As far as instances where I know medication needs to be used, is last summer my youngest sister developed psychosis. As far as I know, her official diagnosis is psychosis NOS (not otherwise specified), and hasn’t moved on to schizophrenia (which I’ve always thought she has…but schizophrenia is a type of psychosis). She’s been hospitalized three times; twice for psychotic episodes and once to get her medication regulated. The second time in the hospital was the worst, and it’s hard to explain. She was in a full psychotic episode, whereas the first time she was just really confused and acting abnormally.

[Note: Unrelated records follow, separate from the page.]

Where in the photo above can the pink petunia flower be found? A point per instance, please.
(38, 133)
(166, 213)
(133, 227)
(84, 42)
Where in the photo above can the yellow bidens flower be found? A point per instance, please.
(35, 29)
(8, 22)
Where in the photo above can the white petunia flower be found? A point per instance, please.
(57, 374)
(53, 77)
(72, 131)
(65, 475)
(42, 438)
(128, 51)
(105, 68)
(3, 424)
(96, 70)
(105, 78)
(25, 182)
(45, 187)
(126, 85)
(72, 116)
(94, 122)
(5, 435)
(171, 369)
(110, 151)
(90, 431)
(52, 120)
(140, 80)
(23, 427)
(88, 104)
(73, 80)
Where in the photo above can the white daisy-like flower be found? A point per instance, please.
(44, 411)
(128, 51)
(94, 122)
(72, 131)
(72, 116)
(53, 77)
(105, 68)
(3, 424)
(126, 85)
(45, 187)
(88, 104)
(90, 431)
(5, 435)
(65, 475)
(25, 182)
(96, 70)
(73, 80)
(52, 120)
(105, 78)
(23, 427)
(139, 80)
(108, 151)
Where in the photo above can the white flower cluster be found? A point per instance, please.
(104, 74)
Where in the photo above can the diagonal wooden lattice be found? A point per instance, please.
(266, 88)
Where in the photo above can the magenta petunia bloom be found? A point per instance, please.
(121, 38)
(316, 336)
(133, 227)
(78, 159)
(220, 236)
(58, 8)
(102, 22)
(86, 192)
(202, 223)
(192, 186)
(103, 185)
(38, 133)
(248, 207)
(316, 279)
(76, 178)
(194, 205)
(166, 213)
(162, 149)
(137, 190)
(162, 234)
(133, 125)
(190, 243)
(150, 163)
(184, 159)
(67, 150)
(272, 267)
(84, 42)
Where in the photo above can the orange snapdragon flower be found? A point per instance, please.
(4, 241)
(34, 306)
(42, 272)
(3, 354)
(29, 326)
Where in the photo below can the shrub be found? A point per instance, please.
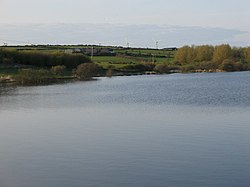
(86, 71)
(58, 70)
(228, 65)
(163, 68)
(109, 73)
(31, 77)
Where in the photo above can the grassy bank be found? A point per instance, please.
(37, 62)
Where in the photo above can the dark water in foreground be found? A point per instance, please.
(173, 130)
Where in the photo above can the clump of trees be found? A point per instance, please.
(206, 57)
(86, 71)
(44, 59)
(58, 70)
(34, 77)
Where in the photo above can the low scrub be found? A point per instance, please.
(34, 77)
(86, 71)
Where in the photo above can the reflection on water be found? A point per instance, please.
(171, 130)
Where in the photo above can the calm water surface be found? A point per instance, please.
(171, 130)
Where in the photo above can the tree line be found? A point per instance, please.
(207, 57)
(43, 59)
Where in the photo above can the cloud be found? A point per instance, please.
(114, 34)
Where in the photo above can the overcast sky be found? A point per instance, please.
(223, 14)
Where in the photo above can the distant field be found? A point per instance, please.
(122, 57)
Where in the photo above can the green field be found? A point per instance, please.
(122, 57)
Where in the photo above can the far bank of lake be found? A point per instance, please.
(157, 130)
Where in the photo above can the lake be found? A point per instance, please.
(141, 131)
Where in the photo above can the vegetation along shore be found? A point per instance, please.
(43, 64)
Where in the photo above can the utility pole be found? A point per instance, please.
(157, 44)
(92, 52)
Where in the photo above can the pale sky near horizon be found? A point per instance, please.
(206, 13)
(194, 21)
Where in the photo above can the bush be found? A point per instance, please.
(229, 65)
(58, 70)
(86, 71)
(163, 68)
(31, 77)
(45, 59)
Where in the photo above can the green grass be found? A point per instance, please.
(8, 71)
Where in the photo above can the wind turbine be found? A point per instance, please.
(127, 43)
(156, 43)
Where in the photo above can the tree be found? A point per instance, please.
(221, 53)
(58, 70)
(185, 55)
(204, 53)
(86, 71)
(247, 54)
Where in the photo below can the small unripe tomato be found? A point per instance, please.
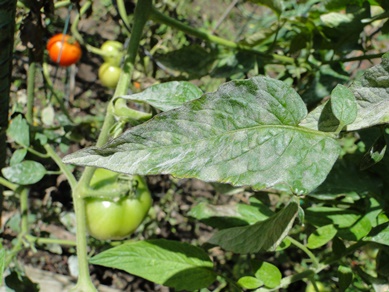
(64, 50)
(320, 286)
(108, 219)
(115, 51)
(109, 75)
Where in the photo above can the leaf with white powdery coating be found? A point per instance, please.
(245, 133)
(372, 98)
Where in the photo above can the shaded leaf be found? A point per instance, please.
(379, 234)
(166, 96)
(24, 173)
(321, 236)
(224, 216)
(343, 104)
(372, 96)
(269, 274)
(245, 133)
(261, 236)
(275, 5)
(248, 282)
(19, 131)
(2, 260)
(375, 154)
(350, 224)
(170, 263)
(18, 156)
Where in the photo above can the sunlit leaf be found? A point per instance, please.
(245, 133)
(372, 96)
(343, 104)
(166, 96)
(19, 131)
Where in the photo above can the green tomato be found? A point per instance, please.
(320, 286)
(114, 49)
(116, 219)
(109, 75)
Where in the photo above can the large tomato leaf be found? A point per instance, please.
(372, 97)
(259, 237)
(170, 263)
(245, 133)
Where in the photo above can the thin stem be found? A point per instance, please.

The second time she was in the hospital, she was completely out of it. I saw her every day, and it was the hardest thing to see in my life. She couldn’t speak in full sentences, and cried. Constantly. She thought she had murdered us all in a fire, that she had killed us, and we where just people that looked like her family. She said “I’m sorry” over and over and over. She didn’t like the color red because it was evil, and she liked butterflies because I have a butterfly tattoo on my wrist. At one point, she decided that she had to kill herself because she had done the awful thing of killing her family in a fire. She would try and choke herself to death. Now, normally, if someone with a conscious mind tries to suffocate themselves, they cannot. Their brain would scream and tell themselves that they need to breathe, and unconsciously their body would take steps to allow them to breathe again. When someone is mentally gone, would that process happen? Even after they pass out, would they stop? I don’t know. More than once, I had to wrestle her hands from their deathgrip around her throat. She was on 24 hour nurse watch. It’s hard to explain how she wasn’t mentally sound. But trust me when I say, she needs to be on antipsychotics.

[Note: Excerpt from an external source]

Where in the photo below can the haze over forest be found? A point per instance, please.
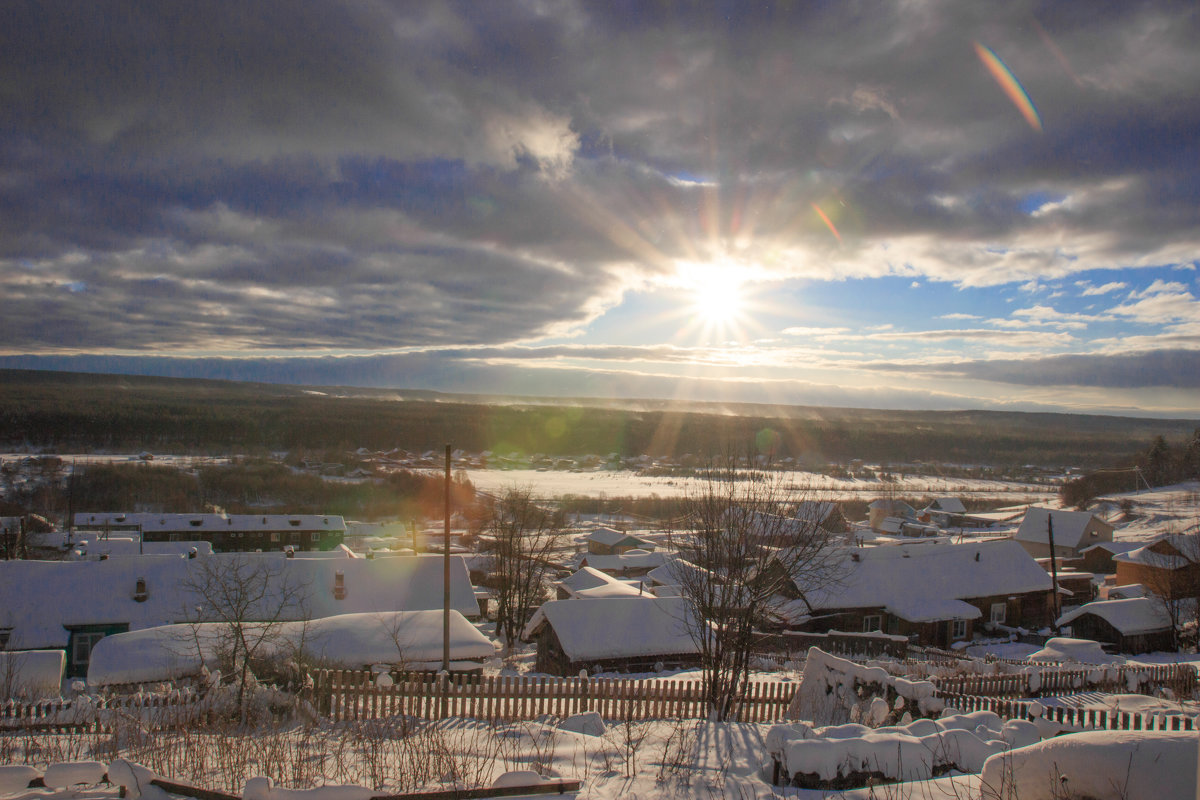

Yes, I know that there are people that truly need medication, but the over prescribing of meds seems to invalidate the viewpoint that there are people that need it. Drugs should be prescribed on a case by case basis, and they aren’t something to fool around with. Many times, some therapy would probably be a better solution that actually gets to the root of a problem. Or, a combination of meds and therapy. Drugs should always be taken with caution, especially because some of them are very powerful, as antipsychotics are.

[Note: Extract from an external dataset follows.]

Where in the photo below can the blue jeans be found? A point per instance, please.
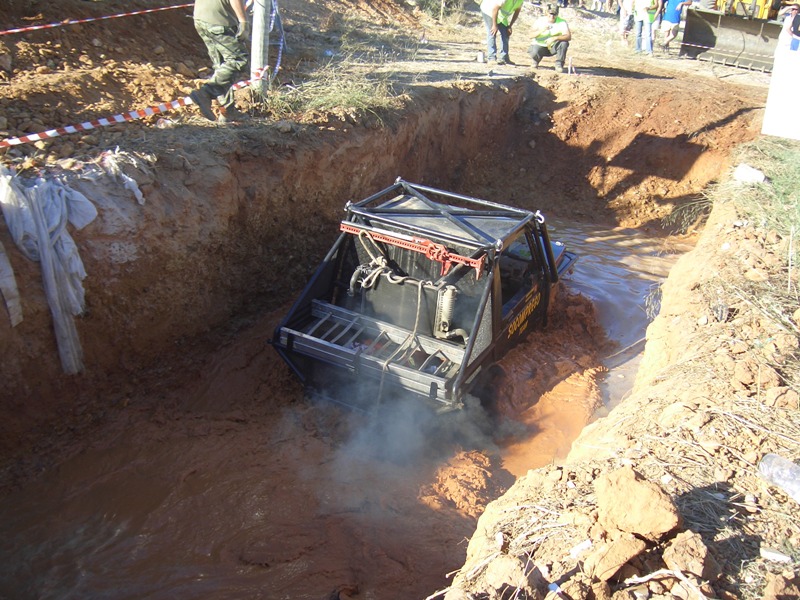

I hope no one misunderstands anything I’ve said, because I don’t think that mental illness is a myth, and I don’t think that drugs should not NOT be used, but to exercise some thought when taking any drug, legal or not. (As an aside, MDMA, or ecstasy, was originally created to cure PTSD, which it has been shown to do, and I think it’s funny that everyone acts like this wasn’t its purpose before it became illegal…).